Mniej się bojąc jest trudniej sterowalny.
Kolejne straszne wady!

Co do sprzętu na DS. Więcej funkcjonalnych narzędzi które można nie raz kupić w niewielkich pieniądzach, mniej gadżetów nie było by źle.
Ale każdy ma swoją niszę.
Prowadzący tamtą stronę sam przyznał że majsterkować ani pracować fizycznie nie lubi.
A narzędzia wspomagają dłubanie i tyranie.
Pozornie trzeba być idealnym konsumentem. Nie ma co zwracać na siebie uwagi. Umiejętność ukrycia się i przetrwania w systemie to też prepering. System należy w jego legalnych granicach wykorzystywać do własnych celów. Znajomość prawa (a nie umiejętność czytania aktów) bywa niezwykle przydatna.
BTW, właśnie znalazłem kolejne luki w aktualnie wprowadzanych przepisach - tym razem w limitach kWh na przyszły rok. Bez trudu można mieć dość łatwo 3MWh zamiast 2MWh po starej cenie i to w pełni legalnie :) Druga dziura pozwala uzyskać legalnie 2600kWh/rok poprzez zmianę strony umowy, a trzecia już narusza prawo ale wymaga tylko podpisu bo brakuje elementu kontrolnego :( Pewnie parę osób się skusi :(
Mam wrażenie że coraz głupsi ludzie tworzą te rozwiązania. A wystarczyłoby kilka dodatkowych zdań by było to 100% szczelne. Do tego oberwą mieszkańcy lepszych bloków - wszak punkt poboru na części wspólne i licznik jest na ogół jeden :( Widać to nie jest właściwy elektorat, Ci z energochłonnymi elementami w blokach - windy, wentylacja mechaniczna, oświetlenia garaży, monitoring, podgrzewanie podjazdów itp. Coś wspominałem już o kryzysie ? :/

To już kolejna tegoroczna okazja, poprzednio przytuliłem dodatek węglowy bo zrobiłem korektę deklaracji długo przed oficjalnym wejściem w życie ustawy i poprawki odrzucającej korekty CEEB złożone po 11 sierpnia :)
I znów obserwując innych znajomych eksploitujących legalnie system czuje się malutki strasznie. Ale tak jest lepiej bo motywuje mnie to do rozwoju zamiast osiąść na laurach.
Teraz uważnie obserwuję projekty zmian w UOBiA - w zależności od ostatecznej wersji może być parę zmian które przy odrobinie szczęścia uda się decyzyjnie wyprzedzić i znieść ich negatywne skutki.
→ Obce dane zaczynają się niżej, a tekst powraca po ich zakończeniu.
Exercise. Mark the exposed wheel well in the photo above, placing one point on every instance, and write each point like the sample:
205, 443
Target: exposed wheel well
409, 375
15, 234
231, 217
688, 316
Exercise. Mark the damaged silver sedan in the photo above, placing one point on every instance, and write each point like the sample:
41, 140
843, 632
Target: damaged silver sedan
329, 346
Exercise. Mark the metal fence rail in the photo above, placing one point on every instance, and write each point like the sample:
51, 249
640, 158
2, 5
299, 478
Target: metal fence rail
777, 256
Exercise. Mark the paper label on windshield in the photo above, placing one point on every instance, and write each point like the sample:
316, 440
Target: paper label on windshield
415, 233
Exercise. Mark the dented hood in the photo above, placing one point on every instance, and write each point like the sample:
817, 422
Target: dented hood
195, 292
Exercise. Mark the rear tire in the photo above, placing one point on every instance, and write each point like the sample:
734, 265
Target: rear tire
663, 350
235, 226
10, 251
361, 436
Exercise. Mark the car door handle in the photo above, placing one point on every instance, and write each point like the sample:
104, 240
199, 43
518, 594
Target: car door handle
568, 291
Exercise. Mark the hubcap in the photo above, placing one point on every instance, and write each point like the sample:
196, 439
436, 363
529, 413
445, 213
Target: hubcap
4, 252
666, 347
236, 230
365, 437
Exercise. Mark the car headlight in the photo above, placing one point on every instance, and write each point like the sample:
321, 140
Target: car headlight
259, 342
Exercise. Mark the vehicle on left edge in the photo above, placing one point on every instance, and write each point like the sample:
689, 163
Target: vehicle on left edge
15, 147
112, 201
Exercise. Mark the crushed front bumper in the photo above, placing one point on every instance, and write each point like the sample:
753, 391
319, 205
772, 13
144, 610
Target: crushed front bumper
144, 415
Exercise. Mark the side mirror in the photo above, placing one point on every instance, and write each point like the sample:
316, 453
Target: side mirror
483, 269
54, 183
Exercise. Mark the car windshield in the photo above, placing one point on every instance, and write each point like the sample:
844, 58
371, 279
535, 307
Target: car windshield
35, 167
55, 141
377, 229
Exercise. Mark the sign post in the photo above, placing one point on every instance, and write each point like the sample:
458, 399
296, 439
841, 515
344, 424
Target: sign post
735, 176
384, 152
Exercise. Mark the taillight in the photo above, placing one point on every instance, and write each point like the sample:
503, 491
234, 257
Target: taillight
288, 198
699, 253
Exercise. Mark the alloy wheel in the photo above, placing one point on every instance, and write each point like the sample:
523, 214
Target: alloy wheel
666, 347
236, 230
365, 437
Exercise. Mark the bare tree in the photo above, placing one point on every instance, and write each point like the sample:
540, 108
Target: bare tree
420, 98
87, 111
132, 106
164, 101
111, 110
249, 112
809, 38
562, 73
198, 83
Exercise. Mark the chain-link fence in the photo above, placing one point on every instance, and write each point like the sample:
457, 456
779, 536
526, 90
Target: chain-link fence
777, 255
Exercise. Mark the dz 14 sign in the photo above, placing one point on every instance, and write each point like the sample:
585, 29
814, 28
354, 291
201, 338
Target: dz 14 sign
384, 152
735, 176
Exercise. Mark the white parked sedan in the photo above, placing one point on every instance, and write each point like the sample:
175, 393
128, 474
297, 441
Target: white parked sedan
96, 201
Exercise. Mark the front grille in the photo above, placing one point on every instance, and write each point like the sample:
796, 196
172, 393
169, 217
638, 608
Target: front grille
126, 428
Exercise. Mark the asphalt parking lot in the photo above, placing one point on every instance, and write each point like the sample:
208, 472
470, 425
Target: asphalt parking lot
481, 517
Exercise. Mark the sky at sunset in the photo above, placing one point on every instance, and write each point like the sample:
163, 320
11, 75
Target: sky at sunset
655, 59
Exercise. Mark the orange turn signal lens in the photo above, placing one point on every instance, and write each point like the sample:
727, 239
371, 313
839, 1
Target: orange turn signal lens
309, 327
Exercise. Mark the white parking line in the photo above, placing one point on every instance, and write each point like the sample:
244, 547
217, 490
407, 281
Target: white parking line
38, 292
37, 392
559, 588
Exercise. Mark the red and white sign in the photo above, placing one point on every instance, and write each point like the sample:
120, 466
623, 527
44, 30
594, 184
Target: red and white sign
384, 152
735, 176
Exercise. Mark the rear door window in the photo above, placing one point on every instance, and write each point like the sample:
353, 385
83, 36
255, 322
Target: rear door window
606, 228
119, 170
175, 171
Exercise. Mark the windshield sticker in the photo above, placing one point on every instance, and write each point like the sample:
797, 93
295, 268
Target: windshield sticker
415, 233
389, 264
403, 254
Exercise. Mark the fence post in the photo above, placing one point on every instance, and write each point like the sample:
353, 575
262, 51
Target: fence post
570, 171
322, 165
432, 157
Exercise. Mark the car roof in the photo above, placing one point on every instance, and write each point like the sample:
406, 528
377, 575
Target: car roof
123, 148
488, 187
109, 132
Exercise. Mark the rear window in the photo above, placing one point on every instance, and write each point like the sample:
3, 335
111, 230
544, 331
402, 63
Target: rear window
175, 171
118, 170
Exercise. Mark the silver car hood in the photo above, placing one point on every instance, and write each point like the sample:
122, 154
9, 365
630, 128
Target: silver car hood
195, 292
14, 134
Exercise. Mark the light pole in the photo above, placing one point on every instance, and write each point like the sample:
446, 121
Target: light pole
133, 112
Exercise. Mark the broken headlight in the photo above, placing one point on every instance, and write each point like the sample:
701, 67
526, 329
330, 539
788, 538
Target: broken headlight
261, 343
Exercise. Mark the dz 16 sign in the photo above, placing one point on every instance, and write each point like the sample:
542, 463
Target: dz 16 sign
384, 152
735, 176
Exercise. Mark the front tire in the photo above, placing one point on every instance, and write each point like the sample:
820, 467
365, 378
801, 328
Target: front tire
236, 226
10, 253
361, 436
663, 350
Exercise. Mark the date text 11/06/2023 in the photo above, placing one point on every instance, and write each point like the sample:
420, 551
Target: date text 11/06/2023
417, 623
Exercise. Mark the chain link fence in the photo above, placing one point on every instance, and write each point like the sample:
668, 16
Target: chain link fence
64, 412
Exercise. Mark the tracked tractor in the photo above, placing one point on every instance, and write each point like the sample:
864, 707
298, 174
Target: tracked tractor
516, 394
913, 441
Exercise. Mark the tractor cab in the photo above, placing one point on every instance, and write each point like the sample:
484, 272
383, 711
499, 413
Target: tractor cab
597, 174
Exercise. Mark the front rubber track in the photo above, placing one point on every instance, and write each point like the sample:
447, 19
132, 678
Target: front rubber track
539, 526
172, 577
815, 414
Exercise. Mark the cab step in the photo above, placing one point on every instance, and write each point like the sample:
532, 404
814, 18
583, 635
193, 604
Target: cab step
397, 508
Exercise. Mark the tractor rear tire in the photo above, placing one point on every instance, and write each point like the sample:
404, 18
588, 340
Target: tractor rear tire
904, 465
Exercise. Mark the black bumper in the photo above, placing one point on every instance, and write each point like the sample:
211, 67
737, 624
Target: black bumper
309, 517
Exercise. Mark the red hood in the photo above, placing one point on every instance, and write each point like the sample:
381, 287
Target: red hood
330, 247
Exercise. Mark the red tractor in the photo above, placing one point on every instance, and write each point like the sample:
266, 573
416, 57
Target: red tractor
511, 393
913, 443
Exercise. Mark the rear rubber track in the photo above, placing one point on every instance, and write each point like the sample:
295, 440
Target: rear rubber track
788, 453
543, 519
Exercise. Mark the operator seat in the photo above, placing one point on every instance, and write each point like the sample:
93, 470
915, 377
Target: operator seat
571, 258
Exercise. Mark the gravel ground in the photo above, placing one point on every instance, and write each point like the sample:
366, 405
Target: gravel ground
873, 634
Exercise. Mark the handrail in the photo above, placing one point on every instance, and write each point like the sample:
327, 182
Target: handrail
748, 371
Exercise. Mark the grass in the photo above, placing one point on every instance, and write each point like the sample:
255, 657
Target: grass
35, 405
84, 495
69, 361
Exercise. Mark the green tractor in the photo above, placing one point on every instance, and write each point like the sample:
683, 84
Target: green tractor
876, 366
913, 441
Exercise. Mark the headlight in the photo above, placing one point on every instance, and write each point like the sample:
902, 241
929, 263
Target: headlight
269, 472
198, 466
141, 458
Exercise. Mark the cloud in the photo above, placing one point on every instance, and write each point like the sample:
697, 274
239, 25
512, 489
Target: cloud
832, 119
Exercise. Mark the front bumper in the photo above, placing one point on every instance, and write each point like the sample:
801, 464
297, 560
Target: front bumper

Może zostawmy temat DS bo dyskusja ma być na poważnie o ile dobrze zrozumiałem. Ja też nie lubię moknąć na deszczu w lesie z pustym żołądkiem a robiłem to by oswoić się z sytuacją i podchodzić do tego spokojnie. Podobnie jak parę innych rzeczy których zwyczajnie nie lubię i nie umiałem robić. Niezależnie od przyjętych metod przetrwania pewne aspekty są uniwersalne i stanowią absolutne minimum. Działanie w terenie przy złej pogodzie, w stresie, w warunkach znacznego wyczerpania i obciążenia to wszystko są podstawy.
Dziś wiem jakie mam ograniczenia niosąc 45kg osobę kilometrami. Taki ładunek sprawia że z boba wylatuje w zasadzie wszystko - przynajmniej u mnie, bo pakerem jakimś nie jestem, a takie obciążenie wykańcza mnie dość intensywnie. I tu przydaje się uprzednie doświadczenie - nagle gdy nie masz nic, tylko to co w edc i może jakąś folię od deszczu.
Co wyrzucisz z BOB, co zjesz a co wypijesz od razu - warto mieć to przepracowane. Jeszcze raz podkreślę - nie lubię tego ale mimo to robiłem.

Polecam każdemu taki test - o dziwo to nie nogi padają pierwsze tylko ręce. Warto więc pomyśleć jak je odciążyć zanim zrobi się pierwsze 100m. Nawet improwizowana uprząż która przenosi częściowo obciążenie na barki czyni cuda. Coś na kształt wleczonych sań też pomaga. W razie "w" nie ma czasu by wymyślać rozwiązania. Trzeba mieć je przećwiczone w praktyce. Dużo zależy zresztą od stanu niesionej osoby. Długoterminowo trzeba zadbać o kondycję ale pomimo tego może nie starczyć sił, stąd powyższe rozwiązania. Ale odbiegam od tematu.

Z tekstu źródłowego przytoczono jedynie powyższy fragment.